Cloud Computing Serverfarmen sind die Dampfmaschinen des 21. Jahrhunderts. Die Daten-Wolken legen sich wie ein unsichtbarer Schleier über unseren digitalen Alltag und durchdringen die Arbeitsprozesse vollständig. Das neue Manchester dominieren einige Tech-Giganten wie Amazon, Microsoft und Google. Die Vormacht der US-Konzerne lässt Skeptiker schäumen. Sie warnen davor, Geschäftsinformationen auf US-Servern zu verarbeiten.

Der Datenarm von Uncle Sam reiche bis in die Schweiz. Spätestens seit dem Cloud-Act, der seit Frühjahr gilt und angeblich amerikanischen Behörden extraterritorial Zugriff auf Daten geben soll. Auch SIX-Präsident Romeo Lacher blies jüngst ins gleiche Horn, um sodann sein neues Schweizer Cloud-Angebot anzupreisen. Auch IT-Grössen wie Avaloq und Swisscom streichen mit wolkigen Worten ihren «Swissness»-Faktor heraus.

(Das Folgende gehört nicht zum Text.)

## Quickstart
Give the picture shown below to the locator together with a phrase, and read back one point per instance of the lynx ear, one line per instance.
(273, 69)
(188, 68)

Bei der Datensicherheit hilft die Heimatverbundenheit nicht weiter

Allerdings ist das Narrativ, wonach Daten in einer Schweizer Cloud per se besser aufgehoben seien als im Ausland, in erster Linie eine gelungene Marketing-Story. Ob Daten sicher und geschützt gehalten werden können, hängt von vielen Faktoren ab. Der physische Serverstandort ist nur einer davon.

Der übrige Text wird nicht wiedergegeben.